David Walmsley: The convening power of independent journalism has never been more important

Making a positive difference to someone’s life is the greatest gift a journalist can give. Perhaps an individual is heard for the first time, or an injustice is settled. 

Those moments when a news editor picks up a phone to hear a scared voice say, ‘you are all I have left, I have nowhere else to turn’. The last stand between hope and defeat. 

It is a sacred contract, as old as journalism itself yet the tenor of our times would try to divide the people from the newsrooms. If those who attempt to turn journalists into the enemy are successful, the people’s right to independent access to information will be lost. And as we all know a world where people are blinded from facts is a dangerous one.  

During the global pandemic, record audience numbers were reported around the world as readers, viewers and listeners absorbed the news and information that saved lives. Nevertheless, an ever more vociferous minority pedalled a derogatory term, the so-called “mainstream media” – as if being together in a fact-based environment is a bad thing. 

That’s because the facts can sometimes be uncomfortable, and journalists have a big responsibility to get them right. 

We know that since World News Day began in 2018, the challenges facing the industry have only grown. We may better understand the commercial pressures and the ever-changing audience habits, but we still don’t do enough to explain ourselves. 

That means newsrooms have their work cut out. Explaining methodology and how facts are uncovered has become as important as the facts themselves.  

Those who are potential audience members consume most of their information in closed, fast-paced networks. We have seen examples time and again where small but active minority groups simply believe what they are told, often by powerful forces with something to hide. The journalist is used as bait in an attack against uncomfortable truths. As a result, the industry has to devote more time to reaching those who have already decided the facts even without possessing them. 

Walled environments exist across the Internet preventing plurality of thought and opinion, fact and reality from being shared. Amid the myriad challenges facing us all, certainty is one of the least attractive traits on display. 

World News Day, involving more than 500 newsrooms, is a global initiative aimed at improving media literacy and audience engagement. We include examples of how lives are improved when journalists tell a story. We showcase the efforts of small newsrooms as they represent the importance of community. We underpin all our work with the belief that access to information is a human right. 

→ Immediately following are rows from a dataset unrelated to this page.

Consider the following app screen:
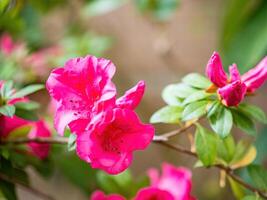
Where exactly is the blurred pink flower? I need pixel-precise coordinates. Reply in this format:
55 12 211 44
148 163 195 200
90 190 125 200
206 52 267 106
241 56 267 92
0 116 51 159
46 56 116 135
0 33 25 55
134 187 175 200
76 108 154 174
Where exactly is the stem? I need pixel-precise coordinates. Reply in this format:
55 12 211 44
0 173 54 200
154 141 267 199
0 130 267 199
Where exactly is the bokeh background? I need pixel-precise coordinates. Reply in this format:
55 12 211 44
0 0 267 200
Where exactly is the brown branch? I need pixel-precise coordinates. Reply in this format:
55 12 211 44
0 173 54 200
154 141 267 199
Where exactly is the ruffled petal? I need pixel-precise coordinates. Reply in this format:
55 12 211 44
242 56 267 92
116 81 145 109
206 52 227 87
218 80 247 106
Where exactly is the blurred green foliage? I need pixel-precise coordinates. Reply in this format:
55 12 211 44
135 0 179 21
220 0 267 73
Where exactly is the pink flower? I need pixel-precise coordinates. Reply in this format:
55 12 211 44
241 56 267 92
134 187 175 200
148 163 194 200
206 52 227 87
218 80 247 106
0 33 25 56
90 190 125 200
47 56 154 174
206 52 267 106
76 108 154 174
46 56 116 135
0 116 51 159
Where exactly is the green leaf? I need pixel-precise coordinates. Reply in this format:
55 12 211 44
209 107 233 138
238 103 267 124
227 176 245 199
0 180 17 200
0 81 14 100
150 106 183 124
195 125 217 166
247 165 267 191
229 140 257 169
68 134 77 151
162 84 182 106
15 108 39 121
10 84 44 99
207 101 223 117
97 170 134 197
183 90 211 105
217 135 235 163
15 101 40 110
232 109 256 135
182 101 208 121
242 195 261 200
0 105 16 117
182 73 211 89
51 150 97 195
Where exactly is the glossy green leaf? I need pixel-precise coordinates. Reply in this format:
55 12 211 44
183 90 211 105
182 101 208 121
209 107 233 138
238 103 267 124
217 135 236 163
10 84 44 99
150 106 183 124
195 125 217 166
232 110 257 135
182 73 211 89
227 176 245 199
247 165 267 191
15 108 39 121
15 101 40 111
68 134 77 151
0 105 16 117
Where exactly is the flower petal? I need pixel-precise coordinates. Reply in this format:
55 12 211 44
116 81 145 109
242 56 267 92
229 64 241 83
218 80 247 106
206 52 227 87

The speed of change, and the dangers and risks in society sometimes seem only to go in one direction leading to a global audience that is both exhausted and saturated with information. We have constructive roles to play amid the extraordinary news developments.  

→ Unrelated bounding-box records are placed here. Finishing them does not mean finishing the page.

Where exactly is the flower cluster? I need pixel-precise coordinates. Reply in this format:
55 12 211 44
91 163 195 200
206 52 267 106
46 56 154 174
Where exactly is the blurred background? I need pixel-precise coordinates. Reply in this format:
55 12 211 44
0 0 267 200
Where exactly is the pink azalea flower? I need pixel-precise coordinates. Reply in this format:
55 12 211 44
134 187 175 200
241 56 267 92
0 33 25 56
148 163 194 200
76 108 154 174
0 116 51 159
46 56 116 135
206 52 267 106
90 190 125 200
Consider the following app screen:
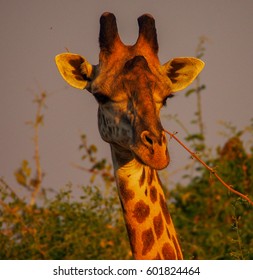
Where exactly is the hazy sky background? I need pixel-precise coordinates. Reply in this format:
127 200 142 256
0 0 253 196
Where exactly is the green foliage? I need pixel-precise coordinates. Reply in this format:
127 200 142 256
165 39 253 260
0 181 131 259
171 138 253 259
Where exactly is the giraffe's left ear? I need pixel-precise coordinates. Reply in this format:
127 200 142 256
162 57 205 92
55 53 94 89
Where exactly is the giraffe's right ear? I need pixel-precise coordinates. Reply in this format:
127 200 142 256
55 53 94 89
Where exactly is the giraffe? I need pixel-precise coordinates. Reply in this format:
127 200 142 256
55 12 204 259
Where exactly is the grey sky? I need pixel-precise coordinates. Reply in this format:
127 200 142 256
0 0 253 192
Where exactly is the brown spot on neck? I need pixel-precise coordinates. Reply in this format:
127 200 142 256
153 213 164 239
150 186 157 203
133 200 150 223
139 167 146 187
126 223 136 254
162 242 176 260
160 194 171 225
142 228 155 256
172 236 183 260
118 180 134 203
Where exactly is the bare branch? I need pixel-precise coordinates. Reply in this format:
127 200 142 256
164 130 253 205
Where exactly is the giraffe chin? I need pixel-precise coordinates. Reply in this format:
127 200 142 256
132 149 170 170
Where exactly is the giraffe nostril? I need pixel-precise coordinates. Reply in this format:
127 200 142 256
141 131 154 147
145 135 153 145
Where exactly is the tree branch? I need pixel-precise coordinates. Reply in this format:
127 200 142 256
164 129 253 206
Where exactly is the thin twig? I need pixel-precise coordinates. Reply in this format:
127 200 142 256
164 130 253 205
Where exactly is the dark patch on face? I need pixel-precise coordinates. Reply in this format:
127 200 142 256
153 253 162 260
119 181 134 203
138 14 158 53
172 236 183 260
123 55 151 73
69 57 91 81
139 167 146 187
126 223 136 254
162 242 176 260
150 186 157 203
99 13 118 53
133 200 150 224
153 213 164 239
141 228 155 255
167 61 185 83
160 194 171 225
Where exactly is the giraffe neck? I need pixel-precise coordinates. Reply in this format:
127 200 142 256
111 146 183 259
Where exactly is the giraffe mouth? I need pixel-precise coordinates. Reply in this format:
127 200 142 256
131 143 170 170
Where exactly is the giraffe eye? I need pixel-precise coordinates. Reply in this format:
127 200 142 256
162 94 174 106
93 92 110 104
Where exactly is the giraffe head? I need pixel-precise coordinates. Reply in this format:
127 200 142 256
56 13 204 169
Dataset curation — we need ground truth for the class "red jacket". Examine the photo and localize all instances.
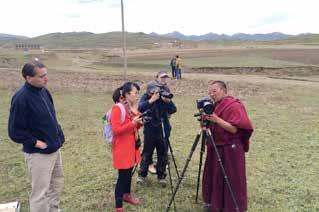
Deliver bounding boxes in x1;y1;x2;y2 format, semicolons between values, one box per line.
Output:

The convening power of independent journalism has never been more important, and sadly because of that hyper-relevance the risks and threats to journalists, your storytellers, only grows. The speed of polarization, an 18th century term used originally to identify the characteristics of light in photography, today makes agreement unfashionable. But as newsrooms around the world often say, we are all entitled to our opinions but we are not entitled to our own facts. 

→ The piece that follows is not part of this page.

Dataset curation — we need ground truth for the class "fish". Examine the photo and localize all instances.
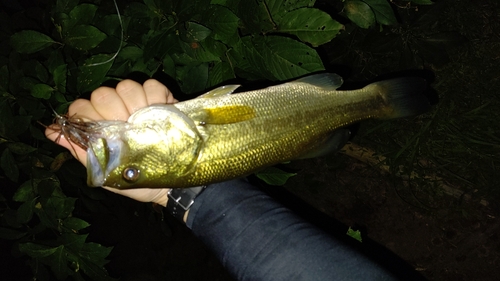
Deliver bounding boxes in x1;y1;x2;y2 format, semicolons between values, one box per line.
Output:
67;73;430;189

War, economic uncertainty, a determination to run roughshod over generational practices at our institutions are the changes facing the world. Journalism at its best is in the middle of it all, with a role to sew not division but mutual understanding and transparency. 

World News Day exists to help the news industry to explain itself better, to involve the global audience in showcasing how accurate information makes life better.  

The US president, Joe Biden, was born closer to Abraham Lincoln’s presidency than his own. That perspective shows less the age of the man and more the opportunities and advances that have been taken in the past century, raising with urgency the questions of where we go from here. 

About the author 

David Walmsley is the Editor-in-Chief of The Globe and Mail and is the founder of World News Day.